“Super Bowl Commentary 2015” Ads Analysis: A Multicultural Perspective – Multicultural Marketing News – February 2015
|“Super Bowl Commentary 2015”|
Ads Analysis: A Multicultural Perspective
Super Bowl ads have, once again, provoked commentary from marketing experts who target Hispanic, Asian American, African American and other Multicultural markets. MMR asked top experts, from among those featured in our Source Book of Multicultural Experts Online, to provide their analysis of the Super Bowl ads from a multicultural perspective.

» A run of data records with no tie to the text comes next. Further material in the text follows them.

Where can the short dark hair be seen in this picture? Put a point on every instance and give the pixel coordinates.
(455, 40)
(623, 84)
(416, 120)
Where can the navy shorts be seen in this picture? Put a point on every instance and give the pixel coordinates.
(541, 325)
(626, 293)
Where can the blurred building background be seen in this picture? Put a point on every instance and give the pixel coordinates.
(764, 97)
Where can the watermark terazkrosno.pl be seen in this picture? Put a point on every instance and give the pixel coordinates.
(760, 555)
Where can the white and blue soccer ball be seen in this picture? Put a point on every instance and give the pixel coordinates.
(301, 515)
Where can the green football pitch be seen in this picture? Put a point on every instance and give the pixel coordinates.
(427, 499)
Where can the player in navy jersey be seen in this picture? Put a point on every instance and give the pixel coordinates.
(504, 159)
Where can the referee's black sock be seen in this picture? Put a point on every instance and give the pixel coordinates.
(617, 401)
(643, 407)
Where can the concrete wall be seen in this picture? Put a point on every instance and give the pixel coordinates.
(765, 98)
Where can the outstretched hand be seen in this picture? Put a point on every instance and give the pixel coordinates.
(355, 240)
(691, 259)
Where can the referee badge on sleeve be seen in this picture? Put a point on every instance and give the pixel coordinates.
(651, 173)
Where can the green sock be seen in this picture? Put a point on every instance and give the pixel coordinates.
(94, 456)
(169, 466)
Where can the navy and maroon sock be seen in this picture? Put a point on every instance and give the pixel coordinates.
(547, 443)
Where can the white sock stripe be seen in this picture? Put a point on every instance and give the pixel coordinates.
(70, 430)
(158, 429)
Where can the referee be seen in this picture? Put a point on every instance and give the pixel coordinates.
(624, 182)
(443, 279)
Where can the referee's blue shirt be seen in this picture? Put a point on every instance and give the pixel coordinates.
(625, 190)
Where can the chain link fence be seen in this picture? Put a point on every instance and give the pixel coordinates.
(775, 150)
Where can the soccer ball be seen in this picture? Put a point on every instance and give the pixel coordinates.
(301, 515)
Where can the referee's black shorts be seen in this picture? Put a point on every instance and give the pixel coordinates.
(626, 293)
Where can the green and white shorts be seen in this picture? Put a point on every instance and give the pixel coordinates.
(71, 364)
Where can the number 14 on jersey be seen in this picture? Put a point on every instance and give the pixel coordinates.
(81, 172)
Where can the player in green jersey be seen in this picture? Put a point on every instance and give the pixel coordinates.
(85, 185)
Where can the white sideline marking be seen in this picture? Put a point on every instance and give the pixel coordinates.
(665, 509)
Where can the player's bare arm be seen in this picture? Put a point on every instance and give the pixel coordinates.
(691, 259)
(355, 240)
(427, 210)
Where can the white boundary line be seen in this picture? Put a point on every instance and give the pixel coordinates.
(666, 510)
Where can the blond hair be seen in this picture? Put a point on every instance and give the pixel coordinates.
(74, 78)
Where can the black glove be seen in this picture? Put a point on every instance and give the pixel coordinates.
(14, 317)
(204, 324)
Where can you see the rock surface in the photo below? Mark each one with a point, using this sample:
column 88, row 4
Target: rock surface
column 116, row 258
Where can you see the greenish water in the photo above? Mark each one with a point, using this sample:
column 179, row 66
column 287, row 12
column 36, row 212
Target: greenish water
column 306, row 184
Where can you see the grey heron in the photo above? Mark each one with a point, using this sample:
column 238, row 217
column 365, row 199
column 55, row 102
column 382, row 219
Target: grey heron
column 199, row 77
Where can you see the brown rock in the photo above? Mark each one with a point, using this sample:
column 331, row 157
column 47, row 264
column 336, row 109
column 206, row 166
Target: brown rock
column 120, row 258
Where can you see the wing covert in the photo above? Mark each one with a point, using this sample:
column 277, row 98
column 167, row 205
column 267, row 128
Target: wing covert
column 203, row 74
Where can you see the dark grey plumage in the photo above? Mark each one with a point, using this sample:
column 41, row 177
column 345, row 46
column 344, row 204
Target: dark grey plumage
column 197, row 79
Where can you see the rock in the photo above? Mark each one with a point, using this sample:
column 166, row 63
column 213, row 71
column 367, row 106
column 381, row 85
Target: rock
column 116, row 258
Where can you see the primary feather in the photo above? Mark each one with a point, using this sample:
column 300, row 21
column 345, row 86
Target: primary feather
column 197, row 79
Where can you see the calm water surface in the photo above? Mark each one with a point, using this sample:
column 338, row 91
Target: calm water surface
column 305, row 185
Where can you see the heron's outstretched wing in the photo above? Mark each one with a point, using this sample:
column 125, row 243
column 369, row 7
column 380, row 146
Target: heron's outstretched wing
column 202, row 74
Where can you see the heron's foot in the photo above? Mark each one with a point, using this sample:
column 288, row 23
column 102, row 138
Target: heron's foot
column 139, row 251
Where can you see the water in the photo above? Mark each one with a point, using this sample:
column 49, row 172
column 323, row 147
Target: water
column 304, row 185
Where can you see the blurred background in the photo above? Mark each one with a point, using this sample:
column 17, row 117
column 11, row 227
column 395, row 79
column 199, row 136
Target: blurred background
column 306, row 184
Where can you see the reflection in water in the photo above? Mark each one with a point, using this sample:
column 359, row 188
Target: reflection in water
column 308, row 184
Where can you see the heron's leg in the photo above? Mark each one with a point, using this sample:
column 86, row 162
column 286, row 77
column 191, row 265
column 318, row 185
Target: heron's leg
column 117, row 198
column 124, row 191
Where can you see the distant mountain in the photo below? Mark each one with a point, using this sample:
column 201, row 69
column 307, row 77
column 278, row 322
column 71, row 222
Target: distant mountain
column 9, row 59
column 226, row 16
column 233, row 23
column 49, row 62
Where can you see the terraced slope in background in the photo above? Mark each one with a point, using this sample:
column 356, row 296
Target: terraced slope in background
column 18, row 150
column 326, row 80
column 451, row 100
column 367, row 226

|The Total Market Strategy Scores at Super Bowl XLIX|
If you’re looking for proof that marketers are embracing the total market approach to advertising, Super Bowl XLIX is chock full of examples. Some of the most memorable ads this year, including spots from Toyota, Nationwide, and Dove, exemplify the shift away from culturally targeted ads in favor of a total market strategy that focuses on the shared cultural values of all Americans. In 2012 Ad Age forecasted that the total market strategy would outstrip culturally specific advertising, and predicted that the trend would be accompanied by “growing pains” within the industry. After seeing elegant examples of the total market strategy on Sunday, it may be safe to assume that this new strategy has come of age. In Dove’s Men + Care ad, we saw men of many different races interacting with their children, fulfilling the same needs in their children’s lives, and highlighting how the experience of fatherhood crosses cultural lines. During Toyota’s Camry ad, viewers got a glimpse into the life of Paralympic athlete Amy Purdy. As she struggles to complete her routine, we hear the motivating voice of Muhammad Ali. This ad speaks to the trials that athletes of all races face, and like the Dove ad, draws from a universal emotion that transcends cultural divisions. Multicultural advertising is not only beneficial for fostering a more inclusive American culture, but from an advertising standpoint it just makes sense. Each year the diversity of Super Bowl viewers increases. And marketers will tell you that when it comes to Super Bowl ads, the big winners are the ones that go viral on social media after the big game is over. With current research suggesting that African Americans and Hispanics are more likely than their white counterparts to frequent social media sites, advertisers have more reasons than ever to embrace a total market approach.In short, the total market approach is more efficient, more effective and more inclusive of all Americans. The trend of pinpointing advertising messages to certain groups seems to be fading away and taking its place is the portrayal of an over-arching American experience that everyone can identify with, regardless of which football team they rooted for. By Adriana Hemans, Marketing Coordinator SoapBoxSample, email@example.com, (818) 756-7429.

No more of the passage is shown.